Current GDPR Activity
GDPR prosecutions continue, as do the filing of complaints and investigations. Each member country has its own listing of court cases in progress, so it’s a bit difficult to quantify just how many investigations and cases are active. In my research for this article I did come across information from the Irish Data Protection Commission (DPC) on open cases. As of January 1, the DPC stated, it had several open cases in relation to “Multinational Tech Company” compliance with the GDPR within the Irish border:
- Facebook Ireland, Ltd.: six open cases Facebook Inc.
- Facebook Ireland, Ltd. (Instagram)
- LinkedIn Ireland Unlimited Company
- WhatsApp Ireland, Ltd.: two open cases
- Apple Distribution International: two open cases
- Twitter: two open cases
One can draw the conclusion, looking at the list from just one of the EEA, that social media behemoths are the main target for GDPR investigation. That is far from the truth, but it’s not surprising that early investigations are focused on the most obvious of targets: You fish where the fish live, after all. Since many of the first complaints regarding GDPR were aimed at these same social media technology firms (specifically, Facebook and Google, along with two of Facebook’s subsidiaries, Instagram and WhatsApp), it’s unsurprising that those entities find themselves embroiled in the fallout. According to Fieldfisher, a European law firm: “These early complaints concern the issue of ‘forced consent’. The complaints allege that these companies fell short of the GDPR requirement for consent to be ‘freely given’ and not made conditional upon, or bundled with, consent for the provision of a service by:
- Asking users to either consent to their terms of service or delete their account, and blocking them from using their account until they provide consent (in the case of Facebook, Instagram and WhatsApp); and
- Asking owners of new smartphones to consent to processing of their personal data using the Android operating system and, if consent is not given, barring those users from using the device (in the case of Google).”

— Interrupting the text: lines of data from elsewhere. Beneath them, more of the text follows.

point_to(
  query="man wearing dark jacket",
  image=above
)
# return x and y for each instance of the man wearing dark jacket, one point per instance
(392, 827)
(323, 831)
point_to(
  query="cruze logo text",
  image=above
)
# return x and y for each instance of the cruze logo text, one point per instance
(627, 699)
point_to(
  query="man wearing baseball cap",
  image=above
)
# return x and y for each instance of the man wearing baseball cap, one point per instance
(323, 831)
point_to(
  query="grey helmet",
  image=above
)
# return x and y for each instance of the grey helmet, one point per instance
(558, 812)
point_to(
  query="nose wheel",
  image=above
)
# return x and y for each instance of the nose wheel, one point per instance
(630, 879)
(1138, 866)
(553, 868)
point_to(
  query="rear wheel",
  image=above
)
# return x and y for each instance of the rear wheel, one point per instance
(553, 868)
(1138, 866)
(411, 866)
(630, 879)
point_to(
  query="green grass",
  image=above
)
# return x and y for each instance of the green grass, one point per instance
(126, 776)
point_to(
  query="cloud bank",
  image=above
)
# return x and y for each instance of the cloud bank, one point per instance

How to Protect Customer Data in the Long Term
Where do we go from here? I still expect that we’re going to see a further spread of state-specific privacy laws here in the United States. I foresee a tipping point coming where the ability for tech companies to navigate all of these various regulations and conforming to shifting “most-restrictive” rules across the lot becomes untenable, forcing the hand of legislators on Capitol Hill to devise a national data privacy regulation to supercede states’ law.
One can sympathize with tech companies finding themselves in a never-ending cycle of constantly reviewing and revising their abilities to meet these shifting goal posts. However, if these entities would do the utmost to protect personal data--instead of just what is easiest to implement but still keeps within the current "letter of the law"--the cycle could be broken. Doing privacy "right" the first time may have the most front-loaded costs, but in the long run it will be cheaper for the company and less disruptive to innovation--and will result in far less context switching by staff.
This advice goes for all companies, not just tech giants, but they are certainly a bellwether of things to come.